There are effectively 2 main candidates for replacing Docker as our CRE.

  • containerd
  • CRI-O

Note that some containers engines like podman, systemd-nspawn, cri-dockerd (which is just another layer between kubernetes and containerd/runc), lxc (which needs an extra shim, just as cri-dockerd), singularity (again extra shim) who aren’t compatible natively with Kubernetes are not being evaluated (containerd also used to have a shim, named containerd-cri, which was merged in the main project). The reasoning is either the utter lack of CRI compatibility, or the need to install and maintain long term an extra component that is not as well battle tested in the wider industry.

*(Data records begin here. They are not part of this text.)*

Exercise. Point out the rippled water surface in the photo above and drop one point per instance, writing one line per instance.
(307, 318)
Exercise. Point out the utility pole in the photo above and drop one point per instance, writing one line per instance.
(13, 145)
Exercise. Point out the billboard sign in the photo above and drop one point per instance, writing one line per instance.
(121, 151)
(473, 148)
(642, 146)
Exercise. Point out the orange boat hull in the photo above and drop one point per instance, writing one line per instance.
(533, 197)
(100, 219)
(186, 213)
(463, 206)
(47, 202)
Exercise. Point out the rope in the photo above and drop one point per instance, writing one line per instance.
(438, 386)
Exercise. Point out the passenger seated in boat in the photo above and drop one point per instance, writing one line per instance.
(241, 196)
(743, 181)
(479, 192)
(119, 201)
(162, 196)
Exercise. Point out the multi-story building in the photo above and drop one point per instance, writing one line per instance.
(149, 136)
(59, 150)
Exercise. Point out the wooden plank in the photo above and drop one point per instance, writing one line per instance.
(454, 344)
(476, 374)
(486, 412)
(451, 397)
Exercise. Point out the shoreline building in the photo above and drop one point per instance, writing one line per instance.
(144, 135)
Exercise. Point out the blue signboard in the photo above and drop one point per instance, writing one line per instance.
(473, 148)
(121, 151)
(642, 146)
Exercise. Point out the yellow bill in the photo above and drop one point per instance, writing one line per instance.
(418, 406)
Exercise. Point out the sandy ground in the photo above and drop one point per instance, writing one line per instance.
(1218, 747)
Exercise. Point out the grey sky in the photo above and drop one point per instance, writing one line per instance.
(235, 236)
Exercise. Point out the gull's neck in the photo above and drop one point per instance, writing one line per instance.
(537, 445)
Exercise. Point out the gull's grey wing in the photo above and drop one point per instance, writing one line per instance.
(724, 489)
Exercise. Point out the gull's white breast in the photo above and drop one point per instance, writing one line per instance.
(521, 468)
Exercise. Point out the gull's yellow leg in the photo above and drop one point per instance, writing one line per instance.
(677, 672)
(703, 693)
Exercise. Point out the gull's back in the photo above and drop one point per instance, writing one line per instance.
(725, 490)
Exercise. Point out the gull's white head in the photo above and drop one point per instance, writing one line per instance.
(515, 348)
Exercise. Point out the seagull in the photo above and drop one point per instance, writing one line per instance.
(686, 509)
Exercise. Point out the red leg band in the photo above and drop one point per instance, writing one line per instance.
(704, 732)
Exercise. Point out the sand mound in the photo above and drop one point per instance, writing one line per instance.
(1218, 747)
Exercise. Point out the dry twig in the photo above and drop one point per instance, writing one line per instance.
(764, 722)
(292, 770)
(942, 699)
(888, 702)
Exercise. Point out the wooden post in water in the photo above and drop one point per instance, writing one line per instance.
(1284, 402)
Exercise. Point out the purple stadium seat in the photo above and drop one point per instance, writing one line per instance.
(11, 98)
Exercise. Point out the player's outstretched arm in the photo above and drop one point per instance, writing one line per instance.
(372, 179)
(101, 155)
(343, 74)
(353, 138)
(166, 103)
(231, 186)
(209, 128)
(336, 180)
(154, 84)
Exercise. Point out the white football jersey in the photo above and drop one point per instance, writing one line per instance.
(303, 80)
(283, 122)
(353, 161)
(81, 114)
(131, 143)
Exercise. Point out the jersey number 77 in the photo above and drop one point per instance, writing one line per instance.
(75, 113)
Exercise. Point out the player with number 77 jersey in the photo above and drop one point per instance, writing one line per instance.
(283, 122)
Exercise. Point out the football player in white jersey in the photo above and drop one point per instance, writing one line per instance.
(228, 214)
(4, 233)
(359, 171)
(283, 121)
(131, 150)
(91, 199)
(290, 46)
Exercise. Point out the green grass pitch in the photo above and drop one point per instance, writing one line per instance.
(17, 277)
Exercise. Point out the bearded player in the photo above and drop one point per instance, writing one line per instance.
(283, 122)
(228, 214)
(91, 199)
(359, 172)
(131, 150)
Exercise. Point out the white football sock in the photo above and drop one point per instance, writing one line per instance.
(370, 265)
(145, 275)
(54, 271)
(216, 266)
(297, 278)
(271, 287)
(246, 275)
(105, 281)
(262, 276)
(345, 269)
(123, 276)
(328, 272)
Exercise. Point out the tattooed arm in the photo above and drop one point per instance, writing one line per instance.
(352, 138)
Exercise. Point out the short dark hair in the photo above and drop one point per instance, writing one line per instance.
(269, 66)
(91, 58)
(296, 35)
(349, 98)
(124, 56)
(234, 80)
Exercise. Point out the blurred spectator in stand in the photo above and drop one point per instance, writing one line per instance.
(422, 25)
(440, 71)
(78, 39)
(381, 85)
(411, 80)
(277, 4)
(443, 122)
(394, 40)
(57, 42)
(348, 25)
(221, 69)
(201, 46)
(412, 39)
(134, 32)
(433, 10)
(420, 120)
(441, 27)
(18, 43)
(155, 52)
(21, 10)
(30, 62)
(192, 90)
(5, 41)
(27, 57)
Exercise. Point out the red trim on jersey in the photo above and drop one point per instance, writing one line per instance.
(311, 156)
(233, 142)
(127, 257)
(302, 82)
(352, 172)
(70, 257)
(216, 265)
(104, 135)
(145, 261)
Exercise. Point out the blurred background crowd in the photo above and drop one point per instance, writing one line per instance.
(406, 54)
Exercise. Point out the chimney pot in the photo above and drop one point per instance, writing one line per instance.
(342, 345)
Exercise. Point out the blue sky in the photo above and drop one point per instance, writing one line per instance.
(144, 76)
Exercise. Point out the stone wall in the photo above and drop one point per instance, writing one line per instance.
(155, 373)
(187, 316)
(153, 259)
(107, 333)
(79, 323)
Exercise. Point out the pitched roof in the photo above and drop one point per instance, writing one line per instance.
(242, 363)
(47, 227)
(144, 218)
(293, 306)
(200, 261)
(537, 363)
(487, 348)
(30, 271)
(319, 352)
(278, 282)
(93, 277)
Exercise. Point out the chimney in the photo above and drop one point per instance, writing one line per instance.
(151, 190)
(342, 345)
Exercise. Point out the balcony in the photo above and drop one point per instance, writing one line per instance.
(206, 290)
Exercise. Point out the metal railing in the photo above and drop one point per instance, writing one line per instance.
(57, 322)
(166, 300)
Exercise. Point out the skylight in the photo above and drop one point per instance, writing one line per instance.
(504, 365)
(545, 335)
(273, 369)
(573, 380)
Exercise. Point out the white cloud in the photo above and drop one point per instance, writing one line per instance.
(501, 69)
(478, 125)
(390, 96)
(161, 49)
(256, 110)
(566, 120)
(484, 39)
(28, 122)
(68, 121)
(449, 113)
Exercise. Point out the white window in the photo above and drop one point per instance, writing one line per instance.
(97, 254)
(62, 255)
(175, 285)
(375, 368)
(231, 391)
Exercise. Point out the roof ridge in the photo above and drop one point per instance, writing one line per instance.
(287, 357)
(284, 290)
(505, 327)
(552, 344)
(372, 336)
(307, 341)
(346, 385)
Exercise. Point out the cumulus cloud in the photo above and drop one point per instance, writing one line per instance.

It is also worth mentioning that docker does use containerd under the hood, so effectively we’re already running containerd as container runtime with docker as container runtime engine, making the migration possibly a bit easier.

The above criteria are being evaluated in Container Runtime Engine selection criteria calculations

Evaluation matrix

Criteria/CRE CRI-O Containerd Notes
Essential
Handling of OCI images 10 10
OCI containers 10 10
runC support 10 10
CRI compatibility with v1 of the CRI API 10 10
compatibility with Dragonfly 5 5 Both have upstream docs with Dragonfly 2.x, should work with Dragonfly 1 but needs testing
Important
Apparmor 10 10
Debian Package 5 10 CRI-O has a debian RFP at: https://bugs.debian.org/cgi-bin/bugreport.cgi?bug=979702

CRI-O has upstream packages at: https://github.com/cri-o/cri-o/blob/main/install.md#apt-based-operating-systems-1

upstream behavior/support 7 10 From ossinsight is seems as if containerd has a bigger community and code commits are less centered around

Red Hat (~20% of PRs created in cri-o)

CLI interface 5 10 Both ship in-tree cli tools which are supposed to be for debugging only.

Both can be managed with crictl Containerd provides a docker compatible UI with nerdctl

Desirable
gVisor 7 10 CRI-O: No upstream docs but: https://github.com/google/gvisor/issues/3283, https://devopstales.github.io/kubernetes/gvisor-cri-o/

containerd: Documented upstream: https://gvisor.dev/docs/user_guide/containerd/quick_start/

crun 10 10 AIUI this should be transparent as crun implements the OCI Container runtime spec
Wishlist
libkrun crun can use libkrun - if that counts
kata-containers 10 10
nabla-containers The nabla runtimes (runnc) github repo has been archived since March 2023
Total 99 115